What do you mean by linear model ?

Is it possible to write this linear model with a simple formula like DaysInHospital = f (Sex, AgeAtFirstClaim) ???

Thanks !

Yes.  That is what I did with

model <- lm(log1p(DaysInHospital) ~ Sex + AgeAtFirstClaim, data = X)

The lm function fits a linear model. The first argument is the model formula: A ~ B + C means that A depends on the two variables B and C (not that it is the sum) so you find x,y,z that minimizes \[ A - x \times B - y \times C - z \]. In R, I can do arbitrary transformations of the variables direcly in the formula which is why I have log1p(DaysInHospital). (log1p(x) is like log(1+x), but calculated in a way that is more accurate for small x)

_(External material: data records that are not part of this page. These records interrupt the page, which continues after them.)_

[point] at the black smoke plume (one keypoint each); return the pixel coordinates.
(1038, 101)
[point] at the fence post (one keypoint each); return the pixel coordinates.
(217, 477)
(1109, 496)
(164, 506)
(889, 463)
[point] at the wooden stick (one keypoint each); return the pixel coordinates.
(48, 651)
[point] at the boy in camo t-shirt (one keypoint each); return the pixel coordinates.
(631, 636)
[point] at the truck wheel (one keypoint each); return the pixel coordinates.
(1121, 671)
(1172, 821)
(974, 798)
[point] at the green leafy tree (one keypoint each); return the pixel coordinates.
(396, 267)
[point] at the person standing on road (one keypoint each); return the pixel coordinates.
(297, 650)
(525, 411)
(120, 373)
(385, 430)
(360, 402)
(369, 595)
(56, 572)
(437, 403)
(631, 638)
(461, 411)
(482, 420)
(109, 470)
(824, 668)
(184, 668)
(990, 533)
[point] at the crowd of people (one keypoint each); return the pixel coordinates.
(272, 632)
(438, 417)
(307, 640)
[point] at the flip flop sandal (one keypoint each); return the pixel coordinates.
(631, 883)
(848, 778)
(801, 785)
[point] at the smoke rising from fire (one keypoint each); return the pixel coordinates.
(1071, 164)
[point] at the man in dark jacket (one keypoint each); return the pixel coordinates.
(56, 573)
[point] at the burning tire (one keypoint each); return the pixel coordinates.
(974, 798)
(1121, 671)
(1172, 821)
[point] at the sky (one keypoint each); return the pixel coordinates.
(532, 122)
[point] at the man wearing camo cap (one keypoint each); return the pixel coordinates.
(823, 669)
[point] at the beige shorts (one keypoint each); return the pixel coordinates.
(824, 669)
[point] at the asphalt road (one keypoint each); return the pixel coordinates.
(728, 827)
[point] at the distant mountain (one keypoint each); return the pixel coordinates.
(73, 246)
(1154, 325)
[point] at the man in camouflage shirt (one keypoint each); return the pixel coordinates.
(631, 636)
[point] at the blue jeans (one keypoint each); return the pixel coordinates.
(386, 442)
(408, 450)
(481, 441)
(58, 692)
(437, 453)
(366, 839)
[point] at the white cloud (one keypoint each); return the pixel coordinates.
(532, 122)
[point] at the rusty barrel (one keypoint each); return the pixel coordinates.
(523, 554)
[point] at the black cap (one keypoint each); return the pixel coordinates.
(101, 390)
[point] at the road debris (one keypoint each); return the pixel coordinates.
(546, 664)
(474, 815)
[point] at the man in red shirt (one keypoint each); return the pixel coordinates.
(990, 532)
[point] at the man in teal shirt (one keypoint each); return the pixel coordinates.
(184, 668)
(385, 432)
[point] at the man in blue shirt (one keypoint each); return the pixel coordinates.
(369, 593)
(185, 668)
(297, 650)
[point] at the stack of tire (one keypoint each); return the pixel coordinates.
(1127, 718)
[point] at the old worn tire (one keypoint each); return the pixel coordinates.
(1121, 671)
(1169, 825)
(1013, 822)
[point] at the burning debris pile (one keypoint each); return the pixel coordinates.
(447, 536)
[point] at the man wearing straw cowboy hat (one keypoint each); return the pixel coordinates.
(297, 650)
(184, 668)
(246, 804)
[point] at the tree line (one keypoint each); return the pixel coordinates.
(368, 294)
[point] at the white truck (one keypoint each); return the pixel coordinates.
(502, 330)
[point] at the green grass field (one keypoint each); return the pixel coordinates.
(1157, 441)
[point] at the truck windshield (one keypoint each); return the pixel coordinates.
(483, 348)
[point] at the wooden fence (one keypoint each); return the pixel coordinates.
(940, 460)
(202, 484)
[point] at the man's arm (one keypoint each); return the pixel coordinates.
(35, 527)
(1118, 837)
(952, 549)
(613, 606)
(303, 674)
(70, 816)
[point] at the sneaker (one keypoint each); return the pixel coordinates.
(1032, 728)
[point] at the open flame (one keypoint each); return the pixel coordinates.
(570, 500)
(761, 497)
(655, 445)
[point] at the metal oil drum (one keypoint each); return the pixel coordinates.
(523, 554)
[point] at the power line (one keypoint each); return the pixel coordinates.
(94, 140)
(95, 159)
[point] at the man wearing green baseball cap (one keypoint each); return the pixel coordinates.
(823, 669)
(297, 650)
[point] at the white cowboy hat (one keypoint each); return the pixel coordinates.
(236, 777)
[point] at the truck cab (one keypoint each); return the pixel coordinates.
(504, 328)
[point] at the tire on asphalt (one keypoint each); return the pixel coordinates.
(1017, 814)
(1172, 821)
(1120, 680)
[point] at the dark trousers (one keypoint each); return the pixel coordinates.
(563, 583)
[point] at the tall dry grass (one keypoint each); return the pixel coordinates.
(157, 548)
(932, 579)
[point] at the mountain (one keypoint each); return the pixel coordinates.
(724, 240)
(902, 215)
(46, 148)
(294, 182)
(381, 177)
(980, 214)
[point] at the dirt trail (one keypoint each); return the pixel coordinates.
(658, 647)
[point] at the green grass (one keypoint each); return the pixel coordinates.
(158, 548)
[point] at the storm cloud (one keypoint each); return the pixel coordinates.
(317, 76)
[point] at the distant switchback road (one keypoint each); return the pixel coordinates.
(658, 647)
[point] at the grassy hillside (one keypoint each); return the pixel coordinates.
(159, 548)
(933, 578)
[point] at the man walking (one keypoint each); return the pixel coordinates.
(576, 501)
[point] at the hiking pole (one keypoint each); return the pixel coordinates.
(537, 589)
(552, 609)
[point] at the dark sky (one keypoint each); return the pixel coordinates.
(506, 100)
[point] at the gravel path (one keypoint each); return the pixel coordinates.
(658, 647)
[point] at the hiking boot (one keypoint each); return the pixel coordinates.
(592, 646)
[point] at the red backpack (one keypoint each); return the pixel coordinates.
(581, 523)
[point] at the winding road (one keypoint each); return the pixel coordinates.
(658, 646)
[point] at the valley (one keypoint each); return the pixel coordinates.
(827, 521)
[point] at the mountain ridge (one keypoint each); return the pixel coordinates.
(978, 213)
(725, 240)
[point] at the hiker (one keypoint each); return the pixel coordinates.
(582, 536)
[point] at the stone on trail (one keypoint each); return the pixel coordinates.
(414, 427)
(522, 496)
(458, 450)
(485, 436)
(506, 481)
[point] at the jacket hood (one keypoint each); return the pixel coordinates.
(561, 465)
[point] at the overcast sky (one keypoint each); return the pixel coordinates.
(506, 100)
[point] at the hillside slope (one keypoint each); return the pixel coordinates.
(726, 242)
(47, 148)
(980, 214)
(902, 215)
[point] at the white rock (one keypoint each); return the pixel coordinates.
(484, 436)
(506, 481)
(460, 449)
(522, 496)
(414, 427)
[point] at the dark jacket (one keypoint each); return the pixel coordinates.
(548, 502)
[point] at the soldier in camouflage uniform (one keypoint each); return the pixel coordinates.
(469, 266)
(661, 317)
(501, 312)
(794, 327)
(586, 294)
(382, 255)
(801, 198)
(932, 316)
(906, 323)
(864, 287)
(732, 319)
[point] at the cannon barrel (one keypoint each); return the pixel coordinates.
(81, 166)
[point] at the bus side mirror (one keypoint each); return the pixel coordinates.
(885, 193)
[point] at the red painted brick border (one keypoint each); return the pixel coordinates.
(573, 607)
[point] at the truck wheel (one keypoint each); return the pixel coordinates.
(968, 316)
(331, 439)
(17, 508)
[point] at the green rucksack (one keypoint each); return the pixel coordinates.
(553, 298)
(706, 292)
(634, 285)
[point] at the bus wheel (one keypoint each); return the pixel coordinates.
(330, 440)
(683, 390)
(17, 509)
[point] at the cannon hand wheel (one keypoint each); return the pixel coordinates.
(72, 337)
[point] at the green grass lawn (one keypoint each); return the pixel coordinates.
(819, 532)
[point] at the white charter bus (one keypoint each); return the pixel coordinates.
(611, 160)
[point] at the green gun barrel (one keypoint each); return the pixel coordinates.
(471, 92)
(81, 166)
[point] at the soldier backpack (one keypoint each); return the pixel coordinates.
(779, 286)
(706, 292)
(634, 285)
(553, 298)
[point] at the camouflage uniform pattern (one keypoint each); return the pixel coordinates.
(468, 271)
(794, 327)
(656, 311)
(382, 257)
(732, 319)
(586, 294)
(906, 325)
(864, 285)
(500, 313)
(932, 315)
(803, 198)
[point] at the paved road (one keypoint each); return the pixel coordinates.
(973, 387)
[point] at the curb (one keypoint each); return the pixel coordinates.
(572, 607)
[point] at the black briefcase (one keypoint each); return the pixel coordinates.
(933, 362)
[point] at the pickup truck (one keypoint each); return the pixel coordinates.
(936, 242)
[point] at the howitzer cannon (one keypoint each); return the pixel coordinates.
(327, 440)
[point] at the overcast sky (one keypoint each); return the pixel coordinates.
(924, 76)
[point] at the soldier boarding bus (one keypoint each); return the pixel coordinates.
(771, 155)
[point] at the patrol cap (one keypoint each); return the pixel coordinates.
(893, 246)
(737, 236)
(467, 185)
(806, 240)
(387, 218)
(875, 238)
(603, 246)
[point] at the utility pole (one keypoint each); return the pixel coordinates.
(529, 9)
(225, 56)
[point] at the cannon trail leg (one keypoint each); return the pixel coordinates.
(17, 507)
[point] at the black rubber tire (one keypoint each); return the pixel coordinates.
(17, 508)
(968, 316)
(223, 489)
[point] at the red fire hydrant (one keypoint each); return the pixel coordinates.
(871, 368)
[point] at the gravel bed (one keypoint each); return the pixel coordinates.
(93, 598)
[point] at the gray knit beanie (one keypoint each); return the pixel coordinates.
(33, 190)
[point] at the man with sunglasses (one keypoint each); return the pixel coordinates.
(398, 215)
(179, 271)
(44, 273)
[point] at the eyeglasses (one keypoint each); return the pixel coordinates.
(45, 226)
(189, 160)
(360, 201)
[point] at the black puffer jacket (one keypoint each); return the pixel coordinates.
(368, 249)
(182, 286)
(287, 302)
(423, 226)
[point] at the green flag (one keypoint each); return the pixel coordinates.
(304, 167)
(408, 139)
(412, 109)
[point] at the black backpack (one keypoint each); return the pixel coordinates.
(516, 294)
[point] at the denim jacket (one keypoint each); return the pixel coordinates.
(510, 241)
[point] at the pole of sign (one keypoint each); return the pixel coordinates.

The Introduction to R that comes with the software covers some of this, or there is always help("lm") etc. from the R prompt.

[Hands up everybody who thinks that Kaggle need to find a better forum software]

Sorry about the forum issues. I'll plan on fixing the big ones soon. I've started a list at http://www.kaggle.com/forums/t/653/forum-suggestions 

Would love to get feedback on that topic. Thanks!